The US National Guard Bureau says it is ready to dispatch 30,000 more troops to face Harvey if necessary as thousands of people are forced out of their homes and others remain stranded over the storm.
Air Force Major General James Witham said Wednesday that the Defense Department was raising its contribution to Hurricane Harvey, which has left nine people dead so far after making landfalls in populated areas.
Within a day, roughly 1,000 Texas National Guard troops are about to join the 3,000 currently engaged in rescue and recovery efforts, according to Witham, the director of domestic operations for the National Guard Bureau.
“We are looking at posturing, just on the National Guard side, an additional 20,000 to 30,000 soldiers and airmen, that if requested could be brought in,” he added, further estimating that the number could reach 8,000 to 10,000 in coming days.
Speaking among reporters at the Pentagon, Witham elaborated on some of the challenges facing the National Guard in dealing the Category 4 hurricane
“This will be a long-term effort,” he said. “Usually when the Guard responds to hurricane-type events, normally we talk about that first 72-96 hours. Due to the nature of this storm … our response to this hurricane has been very different.
In response to Harvey, Texas Republican Governor Greg Abbott has activated the state’s entire National Guard.
“Guardsmen will get tired and burn out as we do this.
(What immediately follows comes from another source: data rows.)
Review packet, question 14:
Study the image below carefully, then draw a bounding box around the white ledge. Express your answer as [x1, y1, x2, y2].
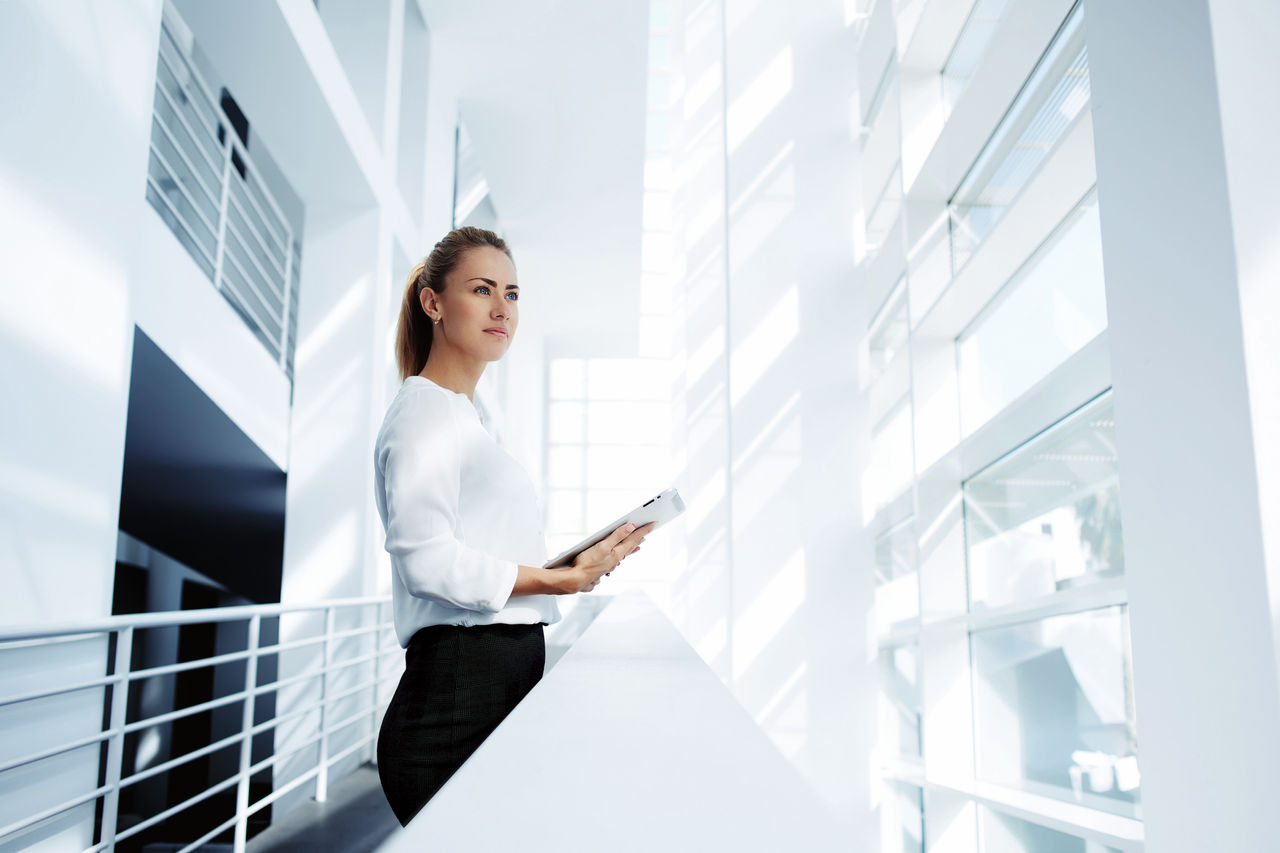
[380, 593, 847, 853]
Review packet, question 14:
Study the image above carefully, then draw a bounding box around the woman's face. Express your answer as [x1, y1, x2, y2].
[422, 246, 520, 361]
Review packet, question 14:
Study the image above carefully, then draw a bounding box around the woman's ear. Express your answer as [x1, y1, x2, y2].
[417, 287, 440, 320]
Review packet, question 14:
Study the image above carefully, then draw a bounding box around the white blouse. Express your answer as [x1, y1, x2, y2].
[374, 377, 561, 647]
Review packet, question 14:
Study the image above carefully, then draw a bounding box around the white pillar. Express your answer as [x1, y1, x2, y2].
[1087, 0, 1280, 853]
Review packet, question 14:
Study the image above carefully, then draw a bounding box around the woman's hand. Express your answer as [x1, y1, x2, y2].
[561, 523, 655, 594]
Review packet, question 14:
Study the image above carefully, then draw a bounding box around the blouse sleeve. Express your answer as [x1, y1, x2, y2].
[378, 393, 518, 613]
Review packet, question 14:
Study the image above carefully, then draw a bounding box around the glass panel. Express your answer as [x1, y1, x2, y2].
[868, 278, 909, 383]
[878, 643, 920, 758]
[964, 396, 1124, 611]
[972, 606, 1139, 809]
[881, 781, 924, 853]
[942, 0, 1006, 113]
[876, 519, 920, 634]
[547, 402, 584, 444]
[863, 400, 914, 515]
[978, 806, 1120, 853]
[547, 359, 586, 400]
[956, 192, 1107, 435]
[951, 6, 1089, 273]
[547, 444, 582, 489]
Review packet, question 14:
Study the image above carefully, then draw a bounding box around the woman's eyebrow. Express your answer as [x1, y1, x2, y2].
[467, 275, 520, 291]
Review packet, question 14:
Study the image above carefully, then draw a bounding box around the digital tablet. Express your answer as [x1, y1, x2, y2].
[543, 489, 685, 569]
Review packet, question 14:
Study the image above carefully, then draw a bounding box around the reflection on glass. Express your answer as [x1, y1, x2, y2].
[942, 0, 1006, 113]
[972, 606, 1139, 817]
[964, 394, 1124, 610]
[878, 642, 920, 758]
[951, 5, 1089, 273]
[881, 780, 924, 853]
[876, 519, 920, 634]
[868, 278, 909, 383]
[956, 192, 1107, 435]
[978, 806, 1120, 853]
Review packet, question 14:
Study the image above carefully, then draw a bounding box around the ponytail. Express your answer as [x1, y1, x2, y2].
[396, 225, 511, 382]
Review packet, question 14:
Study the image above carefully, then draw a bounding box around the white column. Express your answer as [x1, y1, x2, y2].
[1088, 0, 1280, 853]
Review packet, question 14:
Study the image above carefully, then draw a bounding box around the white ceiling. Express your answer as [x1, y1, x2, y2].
[419, 0, 649, 355]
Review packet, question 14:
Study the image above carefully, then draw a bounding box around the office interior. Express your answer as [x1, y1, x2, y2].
[0, 0, 1280, 853]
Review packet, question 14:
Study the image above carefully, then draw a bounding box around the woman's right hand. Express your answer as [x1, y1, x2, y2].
[561, 521, 657, 593]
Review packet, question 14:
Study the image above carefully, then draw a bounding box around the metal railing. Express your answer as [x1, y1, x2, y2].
[0, 597, 403, 853]
[146, 9, 301, 377]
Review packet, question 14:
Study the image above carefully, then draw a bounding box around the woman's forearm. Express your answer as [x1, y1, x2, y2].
[511, 566, 577, 598]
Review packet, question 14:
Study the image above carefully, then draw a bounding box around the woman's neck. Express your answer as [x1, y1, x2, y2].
[417, 347, 485, 402]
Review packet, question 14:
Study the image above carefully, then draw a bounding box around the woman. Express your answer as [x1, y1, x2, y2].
[374, 227, 652, 824]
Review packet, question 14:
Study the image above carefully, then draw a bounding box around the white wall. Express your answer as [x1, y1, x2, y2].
[650, 0, 874, 847]
[0, 0, 288, 849]
[1088, 1, 1280, 853]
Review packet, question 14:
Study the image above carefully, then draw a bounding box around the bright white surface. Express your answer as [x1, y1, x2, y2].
[380, 593, 846, 853]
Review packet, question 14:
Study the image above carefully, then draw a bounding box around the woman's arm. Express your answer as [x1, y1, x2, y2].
[511, 524, 654, 597]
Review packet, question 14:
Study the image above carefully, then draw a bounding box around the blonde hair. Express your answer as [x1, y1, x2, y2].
[396, 225, 515, 382]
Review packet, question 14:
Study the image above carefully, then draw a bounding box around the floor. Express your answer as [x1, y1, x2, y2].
[247, 765, 399, 853]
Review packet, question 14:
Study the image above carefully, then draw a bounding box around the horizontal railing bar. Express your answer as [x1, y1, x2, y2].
[0, 672, 124, 708]
[127, 649, 253, 681]
[152, 64, 221, 173]
[178, 815, 239, 853]
[253, 667, 324, 697]
[228, 172, 291, 252]
[124, 690, 248, 734]
[325, 735, 374, 767]
[244, 767, 320, 817]
[0, 729, 120, 774]
[156, 39, 221, 138]
[250, 691, 320, 736]
[146, 174, 216, 266]
[320, 679, 378, 713]
[0, 596, 390, 643]
[227, 189, 289, 278]
[227, 216, 285, 315]
[151, 142, 218, 234]
[228, 133, 293, 242]
[115, 774, 239, 841]
[151, 87, 221, 195]
[120, 731, 244, 788]
[223, 240, 279, 339]
[0, 785, 111, 839]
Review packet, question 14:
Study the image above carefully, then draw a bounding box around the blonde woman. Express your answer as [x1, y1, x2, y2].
[374, 227, 652, 824]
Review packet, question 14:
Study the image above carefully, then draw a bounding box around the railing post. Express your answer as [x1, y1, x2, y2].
[214, 131, 236, 291]
[101, 625, 133, 850]
[369, 602, 383, 765]
[280, 224, 293, 370]
[316, 607, 334, 803]
[236, 613, 262, 853]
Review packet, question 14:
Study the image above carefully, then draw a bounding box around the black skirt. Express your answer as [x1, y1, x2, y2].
[378, 624, 547, 825]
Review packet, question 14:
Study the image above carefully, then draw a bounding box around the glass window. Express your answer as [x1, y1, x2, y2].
[868, 278, 910, 383]
[876, 519, 920, 634]
[970, 606, 1139, 814]
[942, 0, 1007, 113]
[863, 397, 914, 517]
[978, 807, 1120, 853]
[951, 5, 1089, 273]
[956, 192, 1107, 435]
[878, 643, 920, 758]
[867, 164, 902, 255]
[881, 780, 924, 853]
[964, 396, 1124, 610]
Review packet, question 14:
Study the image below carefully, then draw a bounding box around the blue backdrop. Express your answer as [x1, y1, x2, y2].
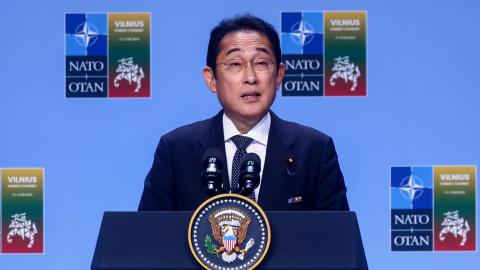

This has to be a phased approach in Texas,” General Witham said.
He added that 500 military vehicles and 30 helicopters had been deployed for search-and-rescue operations.
“There’s a potential that we could grow up to 100 helicopters as required by the state of Texas,” he said
The New York Air National Guard, and the Utah, Nebraska and North Carolina Army National Guards are also engaged in the efforts.
Hurricane Harvey, which has now downgraded to a tropical storm, has caused record rainfall and huge floods, which have drawn President Donald Trump and First Lady Melania Trump to Texas.
Meanwhile, the Houston area, one of the mostly affected ones by the storm, is facing the threat of overflowing dams.
“This is something we’ve never faced before, so we’re trying our best to wrap around what exactly this water is going to do,” said Jeff Lindner, meteorologist with the Harris County Flood Control District.
The Addicks and Barker dams control the amount of water in the main river into Houston, Buffalo Bayou.